UNH researchers have scientifically documented the first discovery of a pair of recently mated blue crabs in Great Bay Estuary (GBE) — the official confirmation that conditions in the Bay this year have become hospitable for the species that is typically found farther south. The presence of a breeding population is expected to have serious impacts on the Great Bay ecosystem, although the extent of those impacts is still unknown.
It was a routine late summer day on the estuary checking the traps that had been set out by UNH doctoral candidate Kelsey Meyer to monitor the estuary’s invasive green crab population, when doctoral candidate Alyssa Stasse and technician Emily Williams found a big surprise in one of the traps: two blue crabs that appeared to have mated.
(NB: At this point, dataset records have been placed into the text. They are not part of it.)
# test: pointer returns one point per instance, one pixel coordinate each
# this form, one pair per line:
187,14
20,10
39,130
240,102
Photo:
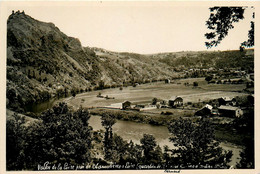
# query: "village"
233,106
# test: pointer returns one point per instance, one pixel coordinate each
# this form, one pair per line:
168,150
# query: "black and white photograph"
101,86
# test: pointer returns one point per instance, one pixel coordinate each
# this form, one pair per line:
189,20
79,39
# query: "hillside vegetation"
43,62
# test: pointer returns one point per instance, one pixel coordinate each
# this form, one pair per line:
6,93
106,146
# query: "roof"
232,108
175,97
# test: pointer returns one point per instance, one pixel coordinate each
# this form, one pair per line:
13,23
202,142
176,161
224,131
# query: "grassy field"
146,92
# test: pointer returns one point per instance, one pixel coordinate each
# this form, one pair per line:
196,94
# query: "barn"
175,102
230,111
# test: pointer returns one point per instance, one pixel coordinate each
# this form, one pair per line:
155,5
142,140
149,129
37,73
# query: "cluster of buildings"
227,107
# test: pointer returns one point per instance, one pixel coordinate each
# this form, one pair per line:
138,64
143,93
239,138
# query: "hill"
43,62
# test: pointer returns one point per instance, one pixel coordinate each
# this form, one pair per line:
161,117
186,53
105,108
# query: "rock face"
43,62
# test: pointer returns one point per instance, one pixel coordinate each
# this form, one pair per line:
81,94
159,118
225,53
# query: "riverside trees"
59,136
195,145
63,136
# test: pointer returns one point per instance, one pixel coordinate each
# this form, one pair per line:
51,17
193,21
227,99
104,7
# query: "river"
129,130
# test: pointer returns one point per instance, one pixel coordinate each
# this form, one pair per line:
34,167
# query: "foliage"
221,21
195,84
61,136
195,145
247,156
107,122
208,78
152,153
245,126
15,132
154,101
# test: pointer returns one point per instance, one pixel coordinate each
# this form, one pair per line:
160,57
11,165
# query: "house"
167,81
204,111
126,105
224,101
230,111
143,107
175,102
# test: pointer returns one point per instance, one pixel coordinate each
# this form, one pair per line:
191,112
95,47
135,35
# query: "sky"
142,27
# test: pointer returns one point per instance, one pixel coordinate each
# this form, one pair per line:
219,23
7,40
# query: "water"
129,130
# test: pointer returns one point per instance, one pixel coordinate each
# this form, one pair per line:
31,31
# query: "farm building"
126,105
204,111
167,81
225,101
175,101
230,111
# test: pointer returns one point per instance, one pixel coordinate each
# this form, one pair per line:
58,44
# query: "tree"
154,101
15,132
107,122
152,152
221,21
59,136
195,84
208,78
195,145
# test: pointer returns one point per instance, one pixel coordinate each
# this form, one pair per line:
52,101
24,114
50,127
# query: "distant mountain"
43,62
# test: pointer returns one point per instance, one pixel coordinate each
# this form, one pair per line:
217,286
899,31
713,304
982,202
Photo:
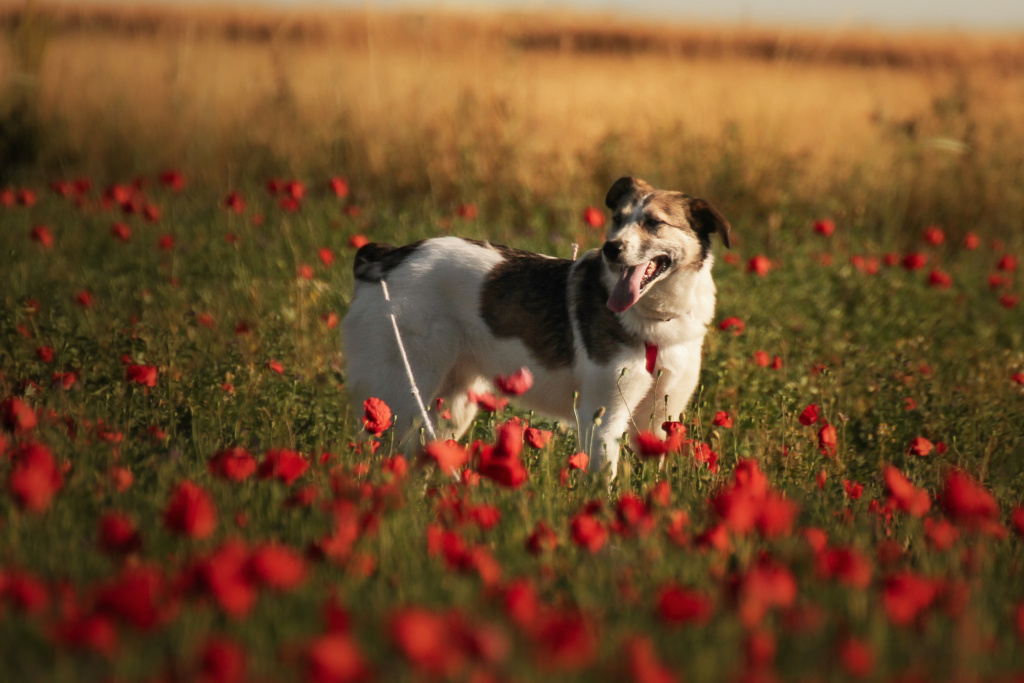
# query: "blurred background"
890,114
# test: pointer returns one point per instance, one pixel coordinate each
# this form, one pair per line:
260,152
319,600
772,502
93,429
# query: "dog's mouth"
634,280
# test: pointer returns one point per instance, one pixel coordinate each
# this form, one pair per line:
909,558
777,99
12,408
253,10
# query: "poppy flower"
336,657
723,419
587,531
939,280
17,416
542,540
966,502
449,456
827,440
376,416
278,566
824,227
339,186
144,375
914,261
732,324
42,236
904,495
676,605
35,477
236,464
283,464
515,384
538,438
759,264
427,641
564,641
190,511
905,596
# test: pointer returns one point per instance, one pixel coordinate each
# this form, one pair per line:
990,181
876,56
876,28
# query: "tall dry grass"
892,130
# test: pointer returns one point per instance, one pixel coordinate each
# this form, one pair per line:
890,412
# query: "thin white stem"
409,369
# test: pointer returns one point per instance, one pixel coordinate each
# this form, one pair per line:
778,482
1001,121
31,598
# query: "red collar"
651,356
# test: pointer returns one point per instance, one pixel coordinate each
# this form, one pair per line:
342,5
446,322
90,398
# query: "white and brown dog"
600,327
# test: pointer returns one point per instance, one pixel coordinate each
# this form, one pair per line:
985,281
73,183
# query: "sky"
965,14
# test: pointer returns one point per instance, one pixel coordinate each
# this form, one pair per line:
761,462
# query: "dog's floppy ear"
625,186
706,219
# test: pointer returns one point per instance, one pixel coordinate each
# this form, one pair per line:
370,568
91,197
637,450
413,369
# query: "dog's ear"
625,186
706,219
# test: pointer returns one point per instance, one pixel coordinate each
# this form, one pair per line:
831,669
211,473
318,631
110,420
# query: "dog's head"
653,235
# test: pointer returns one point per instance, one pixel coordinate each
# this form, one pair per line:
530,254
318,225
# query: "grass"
333,562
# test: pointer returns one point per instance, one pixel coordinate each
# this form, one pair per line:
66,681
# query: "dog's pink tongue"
627,291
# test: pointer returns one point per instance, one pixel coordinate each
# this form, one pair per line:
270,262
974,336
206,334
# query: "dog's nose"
611,249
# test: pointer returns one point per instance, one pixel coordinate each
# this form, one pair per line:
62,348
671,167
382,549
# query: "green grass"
858,345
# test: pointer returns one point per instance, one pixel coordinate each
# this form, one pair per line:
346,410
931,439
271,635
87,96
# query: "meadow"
186,494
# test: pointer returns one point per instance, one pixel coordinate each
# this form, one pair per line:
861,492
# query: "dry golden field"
450,105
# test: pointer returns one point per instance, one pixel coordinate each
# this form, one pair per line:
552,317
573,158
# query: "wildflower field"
185,494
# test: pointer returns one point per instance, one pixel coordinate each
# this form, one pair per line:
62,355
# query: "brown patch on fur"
602,334
375,260
526,297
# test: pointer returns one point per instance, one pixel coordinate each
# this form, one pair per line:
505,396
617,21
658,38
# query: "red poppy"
17,416
144,375
339,186
968,503
376,416
278,566
35,477
190,511
542,540
42,235
449,456
515,384
759,264
235,203
336,657
845,564
940,280
827,440
588,531
118,535
538,438
732,324
904,495
676,605
121,231
236,464
914,261
825,226
283,464
934,236
427,641
723,419
905,596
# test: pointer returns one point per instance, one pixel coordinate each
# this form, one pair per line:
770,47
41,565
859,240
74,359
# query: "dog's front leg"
619,395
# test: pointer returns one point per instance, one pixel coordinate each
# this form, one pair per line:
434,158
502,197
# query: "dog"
616,333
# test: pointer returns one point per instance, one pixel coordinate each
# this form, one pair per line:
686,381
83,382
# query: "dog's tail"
375,260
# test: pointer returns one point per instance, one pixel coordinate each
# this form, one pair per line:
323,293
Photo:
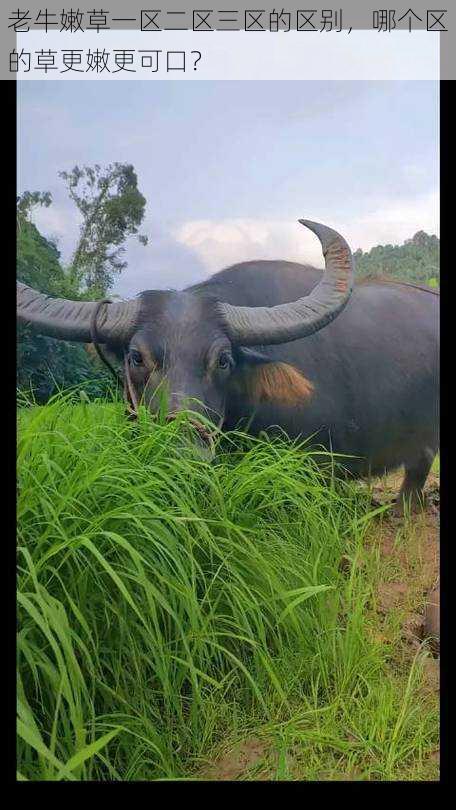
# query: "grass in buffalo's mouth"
170,606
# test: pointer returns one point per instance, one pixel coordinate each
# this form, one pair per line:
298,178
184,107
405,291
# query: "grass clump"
169,604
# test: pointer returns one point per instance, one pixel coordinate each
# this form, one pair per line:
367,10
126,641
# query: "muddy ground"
406,577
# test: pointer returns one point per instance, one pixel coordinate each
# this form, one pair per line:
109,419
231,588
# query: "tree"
112,209
26,202
45,364
417,260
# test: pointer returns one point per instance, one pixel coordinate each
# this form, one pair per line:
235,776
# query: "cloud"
219,243
192,252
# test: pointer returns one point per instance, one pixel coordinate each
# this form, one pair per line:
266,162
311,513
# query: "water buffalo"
269,343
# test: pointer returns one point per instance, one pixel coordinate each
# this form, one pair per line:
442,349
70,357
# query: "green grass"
170,607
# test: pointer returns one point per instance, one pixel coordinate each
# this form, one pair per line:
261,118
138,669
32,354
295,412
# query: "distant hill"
418,260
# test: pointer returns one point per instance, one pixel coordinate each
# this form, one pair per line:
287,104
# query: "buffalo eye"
225,360
135,358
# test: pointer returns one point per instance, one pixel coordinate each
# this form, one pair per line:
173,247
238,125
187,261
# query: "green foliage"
417,260
45,364
112,209
167,604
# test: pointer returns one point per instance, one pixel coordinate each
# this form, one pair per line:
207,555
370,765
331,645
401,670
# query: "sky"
228,167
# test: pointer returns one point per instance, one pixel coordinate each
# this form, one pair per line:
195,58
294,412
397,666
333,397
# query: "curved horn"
251,326
70,320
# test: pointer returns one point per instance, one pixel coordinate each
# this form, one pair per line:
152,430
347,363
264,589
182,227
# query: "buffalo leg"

The female, which had recently molted, was subsequently examined and found to have distended turgid seminal receptacles with large sperm plugs, clear evidence of crustacean copulation.
Blue crabs have been captured occasionally in GBE since 2012, according to Jason Goldstein ’12G, research director at the Wells National Estuarine Reserve, but this is the first time researchers have found compelling evidence that the crabs are actually mating — and it’s a pretty big deal. It means a species that once only found itself in the colder, less hospitable waters of GBE by accident, has now found the Bay’s waters —warming as the result of climate change — a welcome habitat. Their arrival also heralds significant and potentially devastating implications for the estuary’s ecosystem, particularly its fragile oyster population.
“The arrival of blue crabs capable of creating a sustained population poses a new threat to oysters and other native GBE species,” says Bonnie Brown, professor and chair of the department of biological sciences. Meyer, Stasse and Williams work in Brown’s Ecological Genetics Laboratory.
Continues Brown, “This new predator — which eats bivalves including clams and eastern oysters — brings the possibility of dramatic changes to the GBE ecosystem including how nutrients like nitrogen and phosphorus cycle between the physical environment and living organisms to keep both healthy and thriving. Eastern oyster populations in the Bay provide habitat and nutrient cycling services, and their numbers are estimated to be only about 10 percent of what they were in the 1980s. A breeding population of blue crabs would be really bad news.”
"It's exciting from the scientific perspective, but not exciting from the perspective of 'Here's a new species that shouldn't be here.'"
“If [the blue crabs] are here long enough to eat and molt and mate, they may be setting up shop,” she says. “It’s exciting from the scientific perspective, but not exciting from the perspective of ‘Here’s a new species that shouldn’t be here.’”
Bradt is leading a new Great Bay National Estuarine Research Reserve and NH Sea Grant pilot crab monitoring project in GBE to establish a baseline and early detection of several species of concern, including blue crabs, as well as trophic interactions. The project also involves community engagement to begin mapping the distribution of the crabs both locally in New Hampshire and in the region. The team includes Alyson Eberhardt ’04G, ’19G, coastal ecosytems specialist at UNH Cooperative Extension and New Hampshire Sea Grant, Chris Peter ‘07G, research coordinator at the Great Bay National Estuarine Research Reserve (GBNERR), Heather Ballestero, research assistant at GBNERR, and Jessie Batchelder, research assistant at Manomet.
Oysters and the oyster farming industry in GBE are already threatened by invasive green crabs, which also feed on bivalves. Meyer, whose traps caught the two mating blue crabs, is studying the abundance, distribution and diet of green crabs in GBE. She is currently collecting data to gain a better understanding of where green crabs are, when they are there, what are they’re eating and how they interact with Great Bay’s oyster farms.
Brown and her team have submitted the scientific finding of the mated blue crabs to Northeastern Naturalist, a journal that documents natural history of organisms in northeastern North America.
The research projects that both Meyer and Stasse are conducting are funded primarily by a New Hampshire Agricultural Experiment Station Hatch grant, with additional funding from 2022 New Hampshire Sea Grant Graduate Research Fellowships.